Le premier principe supplémentaire est la primauté du droit civil sur les prescrits religieux, que les auteurs de la proposition veulent faire reconnaître de manière explicite et en toute généralité. A vrai dire, cette primauté est admise par tous les juristes et par tous les tribunaux. Mais affirmer solennellement que le droit des hommes « prime en toute hypothèse les prescrits religieux » traduit une inquiétude, bien ancrée dans la tradition anticléricale, devant les demandes d’exemption ou d’accommodement de la loi civile pour motif religieux. Cela ne ferme pas la porte à des clauses de conscience, pour autant que celles-ci soient prévues par la loi, mais cela reflète un état d’esprit.
Le deuxième principe supplémentaire est plus controversé, et c’est un des révélateurs du mode de pensée laïque, qu’on l’apprécie ou non. Il consiste, pour garantir la liberté de conscience et la liberté de choix individuelle, à admettre qu’il faut parfois réguler les interactions entre les personnes, y compris au sein de communautés convictionnelles qui pourraient être tentées de dicter la conduite de leurs membres. La proposition socialiste demande ainsi de reformuler les articles 19 et 20 de la Constitution de manière à préciser, entre autres, que « nul ne peut être contraint de suivre les préceptes […] ou les traditions d’une religion ou d’une conviction quelconque, ni être privé de son droit à changer de religion ou de conviction ou à n’en avoir aucune ».

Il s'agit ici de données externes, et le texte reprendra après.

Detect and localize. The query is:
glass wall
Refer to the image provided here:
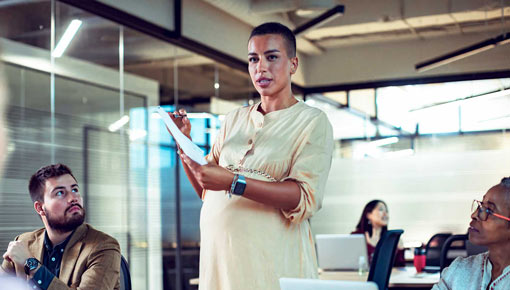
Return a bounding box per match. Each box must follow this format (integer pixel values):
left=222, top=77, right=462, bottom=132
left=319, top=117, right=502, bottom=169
left=0, top=0, right=257, bottom=289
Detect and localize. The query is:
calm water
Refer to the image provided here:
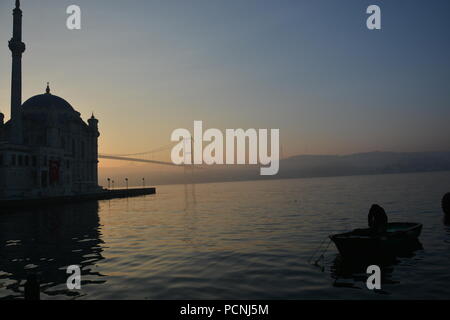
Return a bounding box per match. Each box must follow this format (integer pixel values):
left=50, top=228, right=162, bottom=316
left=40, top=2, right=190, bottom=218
left=0, top=172, right=450, bottom=299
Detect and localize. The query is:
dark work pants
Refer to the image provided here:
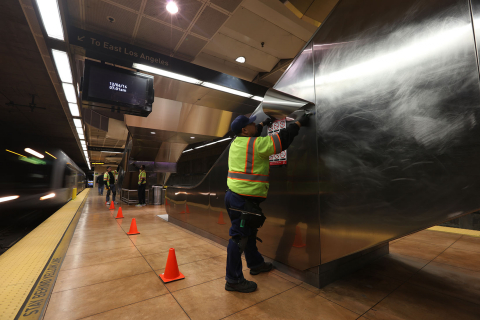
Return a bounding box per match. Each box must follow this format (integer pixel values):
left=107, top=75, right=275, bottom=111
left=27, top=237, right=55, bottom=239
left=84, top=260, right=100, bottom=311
left=225, top=191, right=264, bottom=283
left=138, top=184, right=146, bottom=204
left=107, top=185, right=117, bottom=202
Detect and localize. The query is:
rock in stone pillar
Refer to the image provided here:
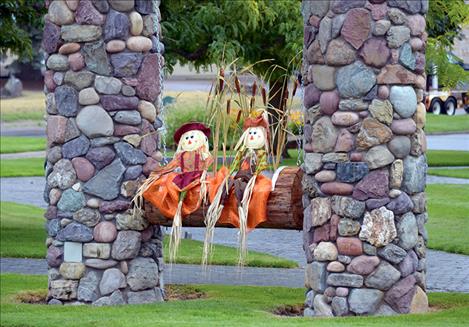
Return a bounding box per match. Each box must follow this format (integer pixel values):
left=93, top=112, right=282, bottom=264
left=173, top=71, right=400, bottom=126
left=44, top=0, right=164, bottom=305
left=302, top=0, right=428, bottom=316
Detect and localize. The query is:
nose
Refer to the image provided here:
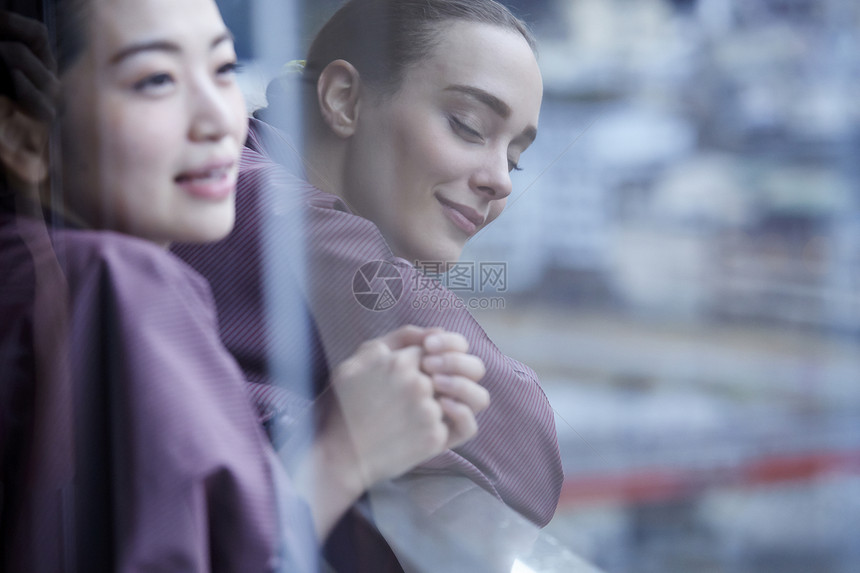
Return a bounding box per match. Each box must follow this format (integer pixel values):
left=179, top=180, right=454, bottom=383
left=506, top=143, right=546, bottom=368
left=188, top=75, right=233, bottom=141
left=472, top=150, right=513, bottom=200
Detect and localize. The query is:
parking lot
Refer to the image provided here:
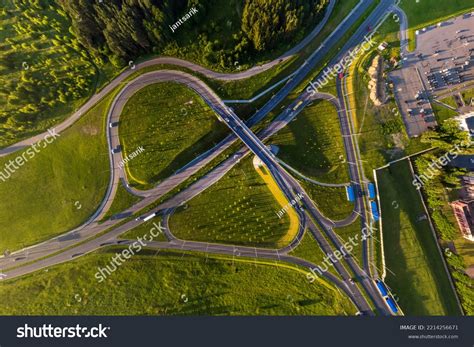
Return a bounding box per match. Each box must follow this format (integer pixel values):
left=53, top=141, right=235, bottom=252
left=390, top=14, right=474, bottom=137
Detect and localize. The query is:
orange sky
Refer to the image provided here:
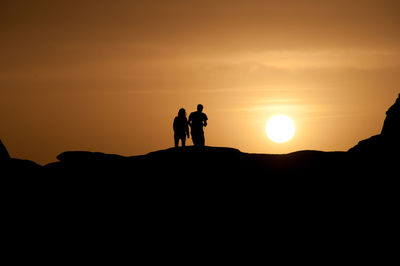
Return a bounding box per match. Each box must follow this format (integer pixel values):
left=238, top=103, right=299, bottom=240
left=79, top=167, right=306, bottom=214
left=0, top=0, right=400, bottom=164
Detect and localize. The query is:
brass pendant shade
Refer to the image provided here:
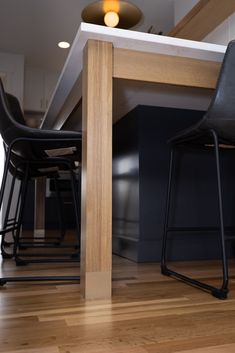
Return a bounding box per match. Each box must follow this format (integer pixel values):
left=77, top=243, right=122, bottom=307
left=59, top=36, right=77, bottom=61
left=81, top=0, right=142, bottom=29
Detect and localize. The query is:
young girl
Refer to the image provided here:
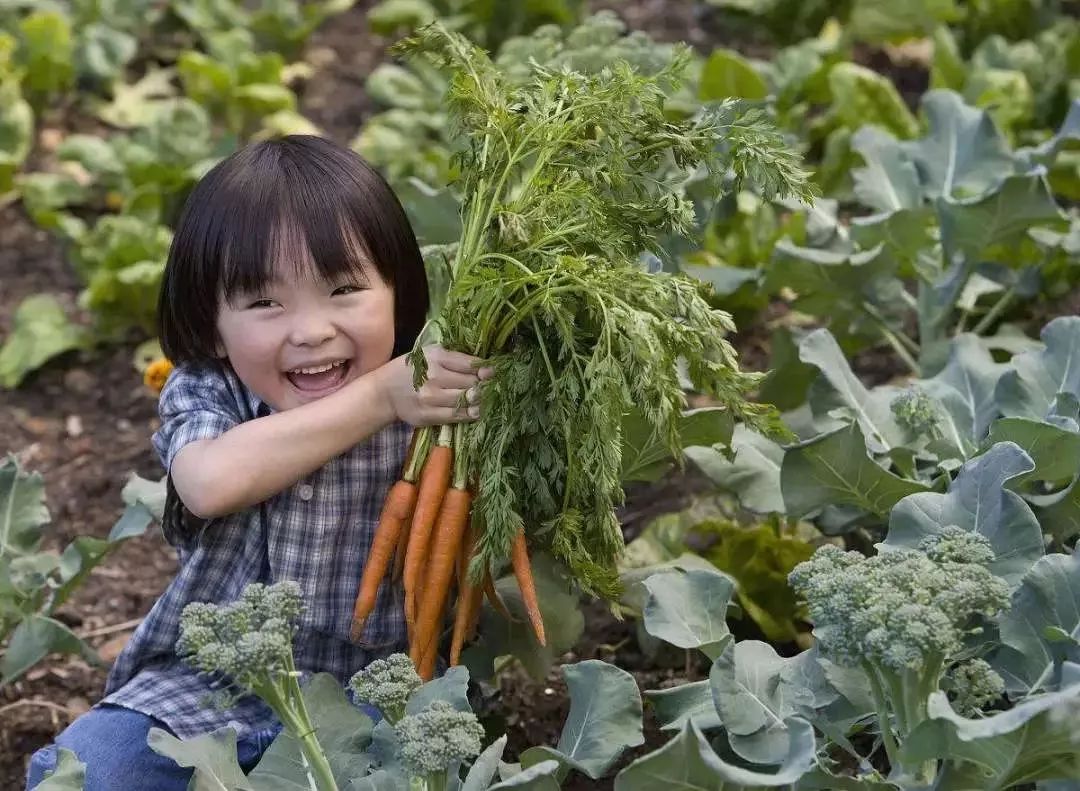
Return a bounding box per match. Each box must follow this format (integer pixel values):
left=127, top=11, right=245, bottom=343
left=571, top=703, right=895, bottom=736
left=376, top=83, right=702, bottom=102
left=27, top=135, right=490, bottom=791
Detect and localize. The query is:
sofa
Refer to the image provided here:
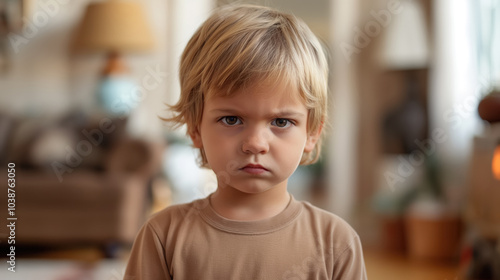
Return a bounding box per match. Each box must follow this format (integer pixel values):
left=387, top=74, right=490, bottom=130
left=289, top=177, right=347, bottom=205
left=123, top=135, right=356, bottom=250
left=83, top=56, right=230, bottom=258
left=0, top=114, right=165, bottom=253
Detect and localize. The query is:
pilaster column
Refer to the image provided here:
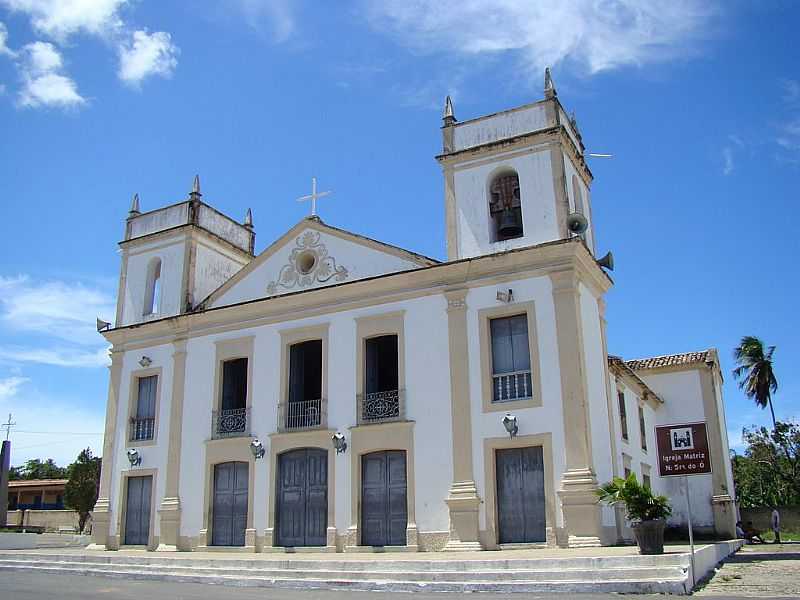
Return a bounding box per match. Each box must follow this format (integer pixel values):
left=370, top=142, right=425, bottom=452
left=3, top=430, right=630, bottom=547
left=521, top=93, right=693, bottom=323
left=550, top=270, right=601, bottom=547
left=156, top=339, right=186, bottom=552
left=89, top=348, right=123, bottom=550
left=445, top=289, right=482, bottom=550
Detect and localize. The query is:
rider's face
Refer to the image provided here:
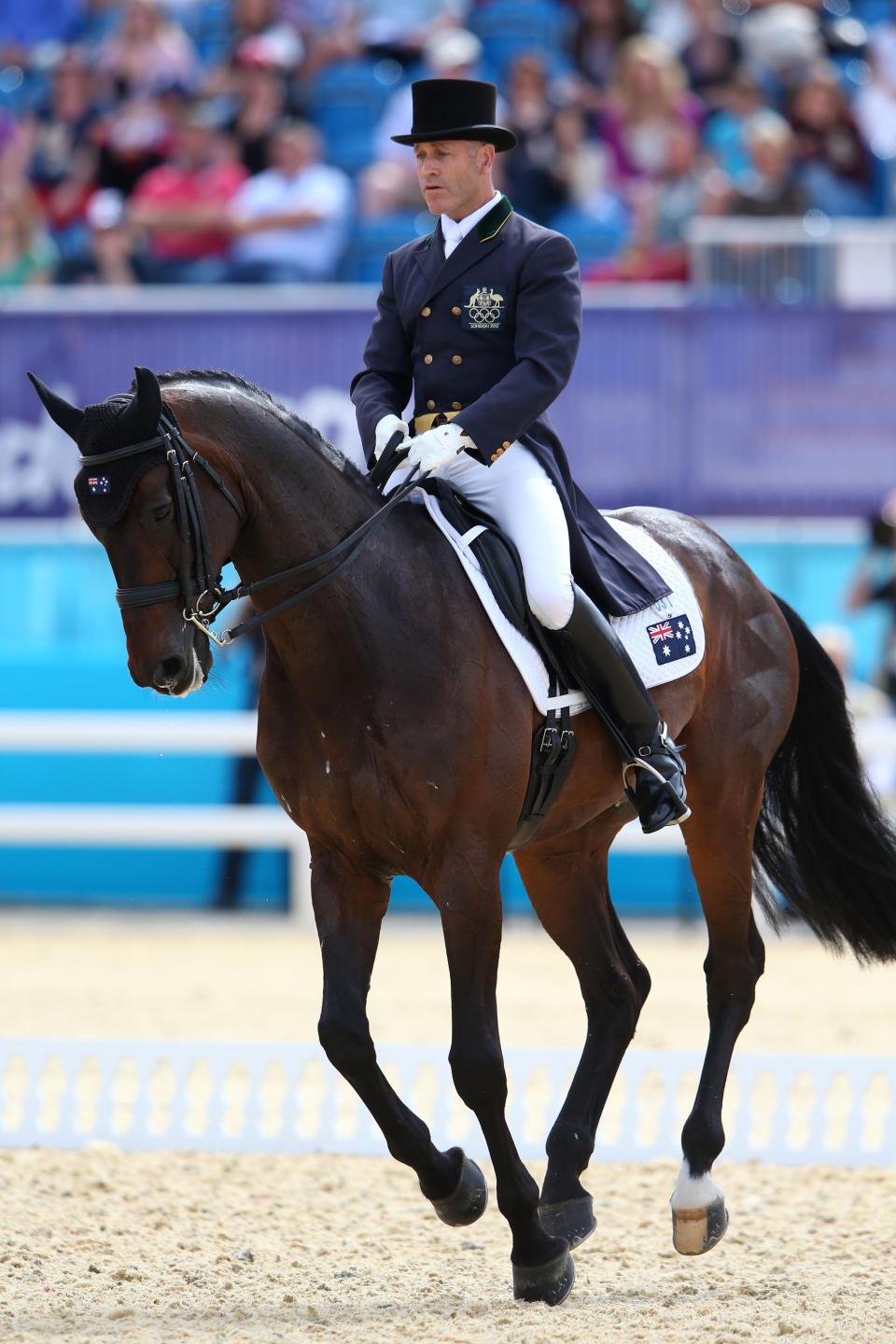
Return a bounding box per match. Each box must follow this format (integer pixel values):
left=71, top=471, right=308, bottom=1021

Pour ceux qui limitent la laïcité aux quatre principes rappelés plus haut, se préoccuper ainsi d’interdire les pressions en matière convictionnelle, les formes abusives de prosélytisme ou les contraintes en matière éthique risque de conduire à une laïcité qu’ils appellent narrative, qui irait au-delà des règles de droit et qui bafouerait l’inspiration libérale originelle. En réalité, une telle régulation des rapports entre personnes au nom de la liberté individuelle figure déjà dans la Déclaration des droits de l’homme et du citoyen de 1789 (article 4), dans la Constitution belge de 1831 (article 20) et, pour revenir à la France, dans la loi de 1905 sur la séparation des Eglises et de l’Etat (article 31), pour ne prendre que ces exemples. En affirmant que « la laïcité est émancipatrice », la proposition socialiste s’inscrit dans la tradition laïque, qui ne réclame pas seulement la liberté de religion mais aussi le droit de se soustraire, si on le souhaite, à son groupe d’appartenance ou à certains de ses préceptes. Aujourd’hui, une définition limitative de la laïcité l’identifie aux quatre principes déjà rappelés et la centre sur la liberté de religion, alors que l’on reconnaît un discours plus classiquement laïque au fait qu’il parle d’émancipation et pas seulement de liberté : le rapport au religieux n’est pas le même.
Sur ce dernier point, donc, la proposition socialiste risque de susciter des résistances alors qu’elle se veut prudente sur d’autres sujets sensibles : elle entérine, fût-ce à regret, le principe de financement public des cultes et elle ne dit pas un mot de l’enseignement, ce qui signifie qu’elle n’entend pas s’attaquer au financement public des écoles confessionnelles, qui est un principe constitutionnel en Belgique (comme d’ailleurs en France). De même, elle laisse ouverte la question de la neutralité d’apparence des fonctionnaires, qui relève de la loi ou du règlement et non de la Constitution. Il reste que, malgré sa prudence, elle n’est pas contresignée par le chef de groupe PS à la Chambre, ce qui traduit peut-être un désaccord sur certains aspects du texte. Quoi qu’il en soit, et aussi libérale qu’elle se veuille, la laïcité reste une idée qui divise, et ce d’autant plus qu’il n’y a pas de consensus sur la totalité de sa définition et de ses conséquences.
Par Vincent de Coorebyter publié dans Le Soir, le 6 octobre 2021.
(*) Les propos exprimés dans le présent article n’engagent que son auteur.